Peter Sissons, who has died aged 77, was one of British television’s most experienced and influential newsreaders.
His broadcasting career spanned 20 years at ITN and 20 years at the BBC, and saw him front flagship shows such as Question Time.
Sissons took over from Sir Robin Day in 1989 as the programme’s second presenter, and was succeeded by David Dimbleby four years later.
He was widely considered to have been Britain’s longest serving news presenter and read the news on all of TV’s main terrestrial bulletins, including the BBC’s Ten O’Clock News, and ITN’s News at One.
He also helped launch Channel 4 News.
Sissons was born in Liverpool to a Merchant Navy officer and a housewife.
He attended Dovedale Junior School, which boasts John Lennon and Jimmy Tarbuck among its alumni, before attending the Liverpool Institute for Boys, where he met and befriended schoolmate George Harrison on the bus from his suburban home in Speke.
The pair became friends and Harrison introduced him to another future Beatle, Paul McCartney, who later admitted: “I tended to talk down to him because he was a year younger.”
In his memoirs titled, When One Door Closes, he recounts meeting his future wife, Sylvia, at St Peter’s Church in Woolton, Liverpool. They married in 1965.
They had three children – Michael, Jonathan and Kate – whom Sissons’ wrote, in the preface of his book, “could always be relied upon to put my ups and downs into perspective with humour and loving support”.
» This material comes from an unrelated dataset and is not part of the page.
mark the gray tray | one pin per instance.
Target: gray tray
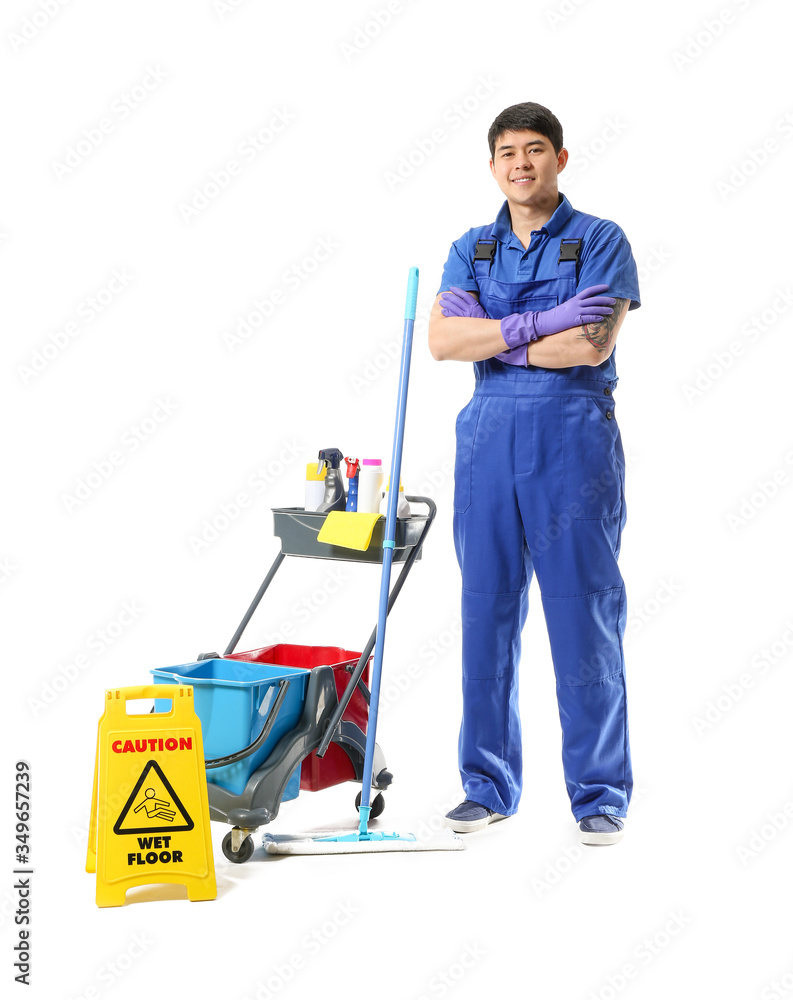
(298, 529)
He later worked as a conductor on the city’s busses before joining ITN in 1964 and beginning his long climb up through the ranks.
Journalism took him across the world and he was wounded by gunfire while covering the Biafran War in 1968, shot through his legs.
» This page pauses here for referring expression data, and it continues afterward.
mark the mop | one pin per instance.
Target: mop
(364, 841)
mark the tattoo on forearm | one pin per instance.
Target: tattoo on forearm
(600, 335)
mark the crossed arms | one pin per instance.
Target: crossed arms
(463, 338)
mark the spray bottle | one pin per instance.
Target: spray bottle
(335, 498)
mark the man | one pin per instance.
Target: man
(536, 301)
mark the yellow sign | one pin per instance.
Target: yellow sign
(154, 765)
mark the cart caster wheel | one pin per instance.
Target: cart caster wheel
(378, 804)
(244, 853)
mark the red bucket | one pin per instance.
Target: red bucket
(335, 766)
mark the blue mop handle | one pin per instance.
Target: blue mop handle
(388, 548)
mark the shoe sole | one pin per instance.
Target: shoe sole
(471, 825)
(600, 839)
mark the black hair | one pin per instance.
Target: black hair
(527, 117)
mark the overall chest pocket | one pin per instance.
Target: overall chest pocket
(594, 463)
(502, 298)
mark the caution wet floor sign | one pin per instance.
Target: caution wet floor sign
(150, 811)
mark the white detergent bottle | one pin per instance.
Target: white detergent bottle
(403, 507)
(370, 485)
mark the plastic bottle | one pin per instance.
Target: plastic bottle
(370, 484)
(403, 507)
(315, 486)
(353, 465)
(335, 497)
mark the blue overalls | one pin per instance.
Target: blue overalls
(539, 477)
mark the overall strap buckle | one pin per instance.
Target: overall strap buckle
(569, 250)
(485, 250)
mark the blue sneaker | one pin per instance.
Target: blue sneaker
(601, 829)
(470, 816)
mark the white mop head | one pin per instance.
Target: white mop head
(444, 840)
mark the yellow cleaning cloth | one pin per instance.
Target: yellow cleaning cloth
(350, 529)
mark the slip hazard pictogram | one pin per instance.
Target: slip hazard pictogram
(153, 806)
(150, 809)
In his remaining time at ITN, he reported on the miners’ strike, the Lockerbie bombing and the furore surrounding the publication of The Satanic Verses – with the Iranian fatwa covering author Salman Rushdie extended to him as well.
He was warned by the British security services that they believed his life was in danger, and his family were placed under 24-hour protection.
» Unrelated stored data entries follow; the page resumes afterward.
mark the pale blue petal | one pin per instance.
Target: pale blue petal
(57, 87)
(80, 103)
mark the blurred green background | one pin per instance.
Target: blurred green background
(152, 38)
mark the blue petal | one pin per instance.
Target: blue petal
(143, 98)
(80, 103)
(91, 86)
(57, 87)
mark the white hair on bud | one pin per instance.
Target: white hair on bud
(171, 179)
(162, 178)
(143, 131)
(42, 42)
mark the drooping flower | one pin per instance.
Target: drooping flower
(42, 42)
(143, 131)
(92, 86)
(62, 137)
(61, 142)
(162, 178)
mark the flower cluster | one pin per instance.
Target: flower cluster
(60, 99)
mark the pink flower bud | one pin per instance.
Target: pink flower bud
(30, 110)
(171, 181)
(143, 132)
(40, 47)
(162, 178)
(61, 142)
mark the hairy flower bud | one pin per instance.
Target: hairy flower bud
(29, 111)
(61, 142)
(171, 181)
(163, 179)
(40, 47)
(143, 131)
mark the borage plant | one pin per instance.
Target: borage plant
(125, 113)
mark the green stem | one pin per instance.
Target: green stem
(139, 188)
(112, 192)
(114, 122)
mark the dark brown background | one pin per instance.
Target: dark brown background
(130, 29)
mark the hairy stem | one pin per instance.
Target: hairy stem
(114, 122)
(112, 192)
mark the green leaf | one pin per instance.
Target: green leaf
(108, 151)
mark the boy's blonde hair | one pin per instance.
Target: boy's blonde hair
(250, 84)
Sissons left ITN in 1989 to join the BBC, debuting on Question Time in June that year.
He worked as a BBC One newsreader until 2003 when he and fellow presenter Michael Buerk were moved to News 24.
Sissons, then in his early 60s, accused the corporation of ageism.
“Ageism is still the BBC’s blind spot. Yet it is blindingly obvious that maturity goes with grey hairs.”
Until 2004 he filled in for Huw Edwards, Fiona Bruce and Darren Jordon on the 10 O’Clock News and occasionally presented weekend bulletins on BBC One.
An avid Liverpool FC fan, Sissons was one of the members of the Hillsborough Independent Panel, charged with scrutinising documents about the 1989 stadium disaster.
His career was not without its gaffes.
During his time on News 24, not realising the camera was on him, Sissons watched footage featuring Weakest Link presenter and fellow Liverpudlian Anne Robinson and exclaimed: “That’s not Anne Robinson is it? Jesus Christ. She’s even got new tits.”
In another surprise turn, he cameoed as a newsreader in the Spice Girls’ 1997 film Spice World.
In June 2009, Sissons announced his intention to retire to write his memoirs which were published two years later, in 2011, and were titled When One Door Closes.